Original title: New-generation drug-eluting stents reduce stent thrombosis and myocardial infarction: a propensity-score-adjusted analysis from the multicenter REAL registry. Reference: Vignali L et al. Cath Cardiovasc Interv. 2014; Epub ahead of print.
Compared to the first generation of drug eluting stents (DES), the new generation has a lower long term risk of in-stent thrombosis and acute myocardial infarction (AMI).
This study analyzed data from 2775 patients receiving first generation DES and 2557 receiving new generation DES included in the REAL registry (multicenter registry in the north of Italy) between 2007 and 2011.
At 3 years, new generation DES were associated to lower AMI and definite thrombosis rates comparted to the first DES, though the combined events rate (death, infarction and revascularization) were no different between the groups.

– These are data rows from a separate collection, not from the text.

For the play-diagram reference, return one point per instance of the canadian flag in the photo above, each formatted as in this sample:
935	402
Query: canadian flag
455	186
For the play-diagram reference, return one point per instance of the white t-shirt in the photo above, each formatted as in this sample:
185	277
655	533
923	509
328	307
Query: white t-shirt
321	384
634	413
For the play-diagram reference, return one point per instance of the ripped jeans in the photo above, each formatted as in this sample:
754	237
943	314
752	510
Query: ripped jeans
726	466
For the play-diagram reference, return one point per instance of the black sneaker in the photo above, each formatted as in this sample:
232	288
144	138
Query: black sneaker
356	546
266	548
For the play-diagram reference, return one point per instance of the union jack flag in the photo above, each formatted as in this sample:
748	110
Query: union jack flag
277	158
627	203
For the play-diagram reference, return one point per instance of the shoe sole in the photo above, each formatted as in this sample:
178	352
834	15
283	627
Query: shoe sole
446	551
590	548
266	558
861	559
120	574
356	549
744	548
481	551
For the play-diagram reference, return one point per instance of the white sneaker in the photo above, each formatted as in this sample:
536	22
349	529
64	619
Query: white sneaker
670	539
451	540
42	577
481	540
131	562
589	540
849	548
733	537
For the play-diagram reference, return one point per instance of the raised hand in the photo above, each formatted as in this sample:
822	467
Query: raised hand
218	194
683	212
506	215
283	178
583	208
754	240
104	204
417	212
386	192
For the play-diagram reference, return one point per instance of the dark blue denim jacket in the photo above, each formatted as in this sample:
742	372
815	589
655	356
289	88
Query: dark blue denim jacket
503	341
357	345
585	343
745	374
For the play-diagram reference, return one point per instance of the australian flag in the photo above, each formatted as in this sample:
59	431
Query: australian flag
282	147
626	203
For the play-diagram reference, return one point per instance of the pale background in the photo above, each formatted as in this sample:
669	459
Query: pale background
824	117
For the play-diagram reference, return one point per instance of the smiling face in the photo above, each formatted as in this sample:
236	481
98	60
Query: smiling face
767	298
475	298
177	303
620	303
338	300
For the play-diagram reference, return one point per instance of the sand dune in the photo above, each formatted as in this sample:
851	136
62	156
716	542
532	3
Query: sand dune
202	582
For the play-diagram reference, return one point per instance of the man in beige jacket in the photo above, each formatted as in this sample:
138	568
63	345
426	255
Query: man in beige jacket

After propensity score matching, 3 year death rates turned out similar (new generation 7% vs. first generation 8.7%, HR 0.85, IC 0.68 to 1.06) as well as infarction rate (new generation 5% vs. first generation 7.4%, HR 0.65, IC 0.5 to 0.82) and revascularization (10.9% vs. 13.5% respectively, HR 0.99, IC 0.84 to 1.16). The only significant difference was seen in definite thrombosis rates (new generation 0.5% vs. first generation 1.1%, HR 0.35, IC 0.17 to 0.72).
Conclusion
This multicenter registry included data from real life patients confirming that new generation DES compared to first generation DES are associated with similar efficacy but a greater long term safety, due to the lower in-stent thrombosis and AMI rates.
Editorial Comment
Several randomized studies and meta-analysis had shown that newer DES has a better safety profile; however, the present study is one of the largest registries, with the longest follow up period, which confirmed these outcomes in the daily practice.